Hagen scheint sich zu einer äußerst fruchtbaren Pflegestätte der Musicals von Stephen Sondheim zu entwickeln. Nach erfolgreichen Produktionen von Sweeney Todd und Into the Woods steht jetzt Sondheims erstes Erfolgsstück auf dem Programm des Theaters, das in der überregionalen Wahrnehmung immer im Schatten der großen Ruhrgebiets-Häuser steht. Und das völlig zu Unrecht, wie nicht nur die jüngste Premiere von Sondheims Klassiker mit dem umständlichen Titel A Funny Thing Happened on the Way to the Forum beweist, das in der deutschen Übersetzung unter dem blödsinnigen und irreführenden Namen Die spinnen, die Römer kursiert. Nur noch unterboten von dem deutschen Titel der berühmten Verfilmung Toll trieben es die alten Römer.
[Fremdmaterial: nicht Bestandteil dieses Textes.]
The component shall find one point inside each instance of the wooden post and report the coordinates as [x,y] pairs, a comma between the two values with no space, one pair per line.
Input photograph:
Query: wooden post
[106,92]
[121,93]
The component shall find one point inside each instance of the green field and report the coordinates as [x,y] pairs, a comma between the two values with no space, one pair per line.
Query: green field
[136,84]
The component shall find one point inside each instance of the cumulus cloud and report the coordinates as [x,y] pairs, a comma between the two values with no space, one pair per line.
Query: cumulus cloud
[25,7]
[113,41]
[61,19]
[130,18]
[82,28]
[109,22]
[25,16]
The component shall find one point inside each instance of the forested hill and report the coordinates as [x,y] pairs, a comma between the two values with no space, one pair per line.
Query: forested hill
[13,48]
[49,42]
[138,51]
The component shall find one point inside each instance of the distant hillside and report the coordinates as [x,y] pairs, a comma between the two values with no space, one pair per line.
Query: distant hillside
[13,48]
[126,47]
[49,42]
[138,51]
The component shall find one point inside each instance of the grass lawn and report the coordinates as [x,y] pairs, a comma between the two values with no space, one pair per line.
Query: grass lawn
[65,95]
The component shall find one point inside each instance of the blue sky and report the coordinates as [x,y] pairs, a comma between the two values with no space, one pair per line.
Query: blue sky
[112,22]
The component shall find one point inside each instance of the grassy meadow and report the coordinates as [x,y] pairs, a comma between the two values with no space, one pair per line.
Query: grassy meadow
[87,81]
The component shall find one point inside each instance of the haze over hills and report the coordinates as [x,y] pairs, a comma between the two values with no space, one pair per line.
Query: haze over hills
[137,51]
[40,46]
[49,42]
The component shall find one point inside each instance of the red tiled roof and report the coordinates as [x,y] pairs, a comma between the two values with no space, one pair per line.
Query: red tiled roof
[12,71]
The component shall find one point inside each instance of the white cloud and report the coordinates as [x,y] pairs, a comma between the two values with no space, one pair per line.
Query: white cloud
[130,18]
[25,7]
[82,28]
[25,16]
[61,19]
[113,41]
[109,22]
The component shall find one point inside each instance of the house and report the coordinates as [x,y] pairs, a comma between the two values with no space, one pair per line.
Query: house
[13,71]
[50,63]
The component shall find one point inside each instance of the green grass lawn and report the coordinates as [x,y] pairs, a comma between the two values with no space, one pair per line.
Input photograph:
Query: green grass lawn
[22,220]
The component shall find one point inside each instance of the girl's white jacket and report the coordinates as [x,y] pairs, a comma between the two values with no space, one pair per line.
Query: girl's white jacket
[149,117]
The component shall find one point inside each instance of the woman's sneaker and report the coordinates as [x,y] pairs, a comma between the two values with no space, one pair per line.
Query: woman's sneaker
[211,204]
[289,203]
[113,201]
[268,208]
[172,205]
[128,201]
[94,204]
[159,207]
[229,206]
Intendant Norbert Hilchenbach hat seit Jahren mit existenzbedrohenden finanziellen Engpässen und Sparmaßnahmen zu kämpfen und zu leben und versteht es mit bewundernswertem Geschick, dem Haus ein substanzreiches Ensemble und Repertoire zu erhalten. Dass das Theater in der Premiere nur zu drei Viertel gefüllt war, haben weder das Haus noch die Produktion verdient, die fast drei Stunden anhaltende Kurzweil bietet.

Trotz des unglücklichen Titels hat Sondheims Burleske nichts mit Asterix und seinen gallischen Freunden zu tun. Hervorgewachsen ist es aus originalen altrömischen Quellen, zusammengebraut aus verschiedenen derb-drastischen Komödien des antiken Dichters Plautus. Dem Sklaven Pseudolus wird von dem wohlhabenden Bürgersohn Hero die Freiheit versprochen, wenn er ihn mit der schönen Philia zusammenbringt, die aber von dem Mädchenhändler Lycus bereits an den Hauptmann Gloriosus verkauft wurde. Der schlitzohrige Pseudolus setzt alles daran, den Wunsch seines Herrn zu erfüllen und zettelt ein Chaos an Verwechslungen an, das auch schon Shakespeare zur „Komödie der Irrungen“ angeregt hat. Geschickt arbeitet Sondheim skurrile Figuren aus verschiedenen Stücken des Plautus ein und treibt die Irritationen auf die Spitze. Regisseurin Annette Wolf, die in Hagen bereits mit vorzüglichen Rossini-Inszenierungen und zuletzt mit einem mehr als achtbaren Otello hervorgetreten ist, nimmt die Vorlage an, verdrängt alle möglichen gesellschaftskritischen Vorbehalte und setzt sie mit überdrehtem Tempo, viel Witz und wenig Scheu vor Klischees schrill und deftig um. Wenn sich die Soldaten des aufgeblasenen Hauptmanns Gloriosus zu dämlich anstellen und die Eunuchen des Mädchenhändlers Lycus zu tuntenhaft auftreten, berührt das zwar zeitweilig die Grenze zur Klamotte. Aber die eiserne Konsequenz, mit der sie den komödiantischen Gehalt des Stücks ausspielt, mit Klischees spielt und die Virtuosität, mit der sie die verwirrenden Fäden zieht und später entflechtet, beeindruckt und bereitet nahezu uneingeschränktes Vergnügen.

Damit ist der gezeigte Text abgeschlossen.